# runtime/policy
Publish policy evaluation logic — derives effective safety/verify/readiness flags from `PublishPolicy` + explicit overrides.
Absorbed from the former `shipper-policy` microcrate (Phase 2 decrating) and now lives as a crate-private module within `shipper`.
## API surface (crate-private)
- `PolicyKind` — runtime-agnostic policy enum (`Safe` / `Balanced` / `Fast`).
- `PolicyEffects` — derived booleans: `run_dry_run`, `check_ownership`, `strict_ownership`, `readiness_enabled`.
- `evaluate(kind, no_verify, skip_ownership, strict_ownership, readiness_enabled) -> PolicyEffects` — pure, no-I/O.

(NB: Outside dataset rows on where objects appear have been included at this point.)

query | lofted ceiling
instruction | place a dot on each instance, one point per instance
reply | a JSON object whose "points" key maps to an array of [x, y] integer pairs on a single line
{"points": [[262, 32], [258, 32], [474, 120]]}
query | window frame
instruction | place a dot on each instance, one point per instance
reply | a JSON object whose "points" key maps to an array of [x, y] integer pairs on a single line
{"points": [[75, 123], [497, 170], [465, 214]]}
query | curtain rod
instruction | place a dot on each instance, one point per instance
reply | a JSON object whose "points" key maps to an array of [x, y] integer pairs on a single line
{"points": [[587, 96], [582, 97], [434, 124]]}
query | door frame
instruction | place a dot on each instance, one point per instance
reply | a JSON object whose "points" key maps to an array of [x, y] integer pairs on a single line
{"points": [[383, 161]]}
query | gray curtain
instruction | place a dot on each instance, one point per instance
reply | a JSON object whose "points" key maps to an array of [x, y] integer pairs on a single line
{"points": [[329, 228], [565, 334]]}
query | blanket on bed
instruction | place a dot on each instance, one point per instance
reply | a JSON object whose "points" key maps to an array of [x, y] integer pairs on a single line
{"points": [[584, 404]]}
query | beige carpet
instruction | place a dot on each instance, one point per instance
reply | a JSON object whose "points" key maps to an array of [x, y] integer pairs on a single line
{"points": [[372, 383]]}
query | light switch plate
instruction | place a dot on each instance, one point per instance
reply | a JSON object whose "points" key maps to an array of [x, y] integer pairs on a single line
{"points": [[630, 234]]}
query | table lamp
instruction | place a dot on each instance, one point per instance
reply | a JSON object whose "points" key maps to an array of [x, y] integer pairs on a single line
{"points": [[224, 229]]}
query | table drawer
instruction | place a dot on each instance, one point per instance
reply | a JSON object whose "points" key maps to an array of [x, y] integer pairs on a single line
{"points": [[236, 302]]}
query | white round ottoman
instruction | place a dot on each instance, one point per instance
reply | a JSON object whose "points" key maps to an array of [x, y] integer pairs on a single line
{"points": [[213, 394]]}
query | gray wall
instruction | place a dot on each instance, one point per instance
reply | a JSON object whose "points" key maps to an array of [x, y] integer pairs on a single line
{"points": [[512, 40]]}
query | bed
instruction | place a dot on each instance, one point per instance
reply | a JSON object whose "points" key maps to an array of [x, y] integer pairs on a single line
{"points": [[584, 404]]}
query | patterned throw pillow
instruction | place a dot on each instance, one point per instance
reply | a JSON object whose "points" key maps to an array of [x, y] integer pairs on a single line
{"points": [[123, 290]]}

- `apply_policy(&RuntimeOptions) -> PolicyEffects` — convenience for the full options struct.
- `policy_effects(&RuntimeOptions)` — back-compat alias for `apply_policy`, consumed by `crate::engine`.
## Invariants
- `Safe` — conservative passthrough: all flags honored.
- `Balanced` — ownership checks always disabled; dry-run/readiness honored.
- `Fast` — constant `false` across every output field (ignores all inputs).
- Monotonic: `count(Safe) >= count(Balanced) >= count(Fast)` for any given flag set.
## Layer discipline
This module lives in `crate::runtime::*` (Layer 2). It must remain:
- Pure data + pure functions (no I/O, no orchestration).
- Free of imports from `crate::engine::*`, `crate::plan::*`, `crate::state::*`.
- Visible only within the `shipper` crate (`pub(crate)`).
See [`../CLAUDE.md`](../CLAUDE.md) for full layer rules.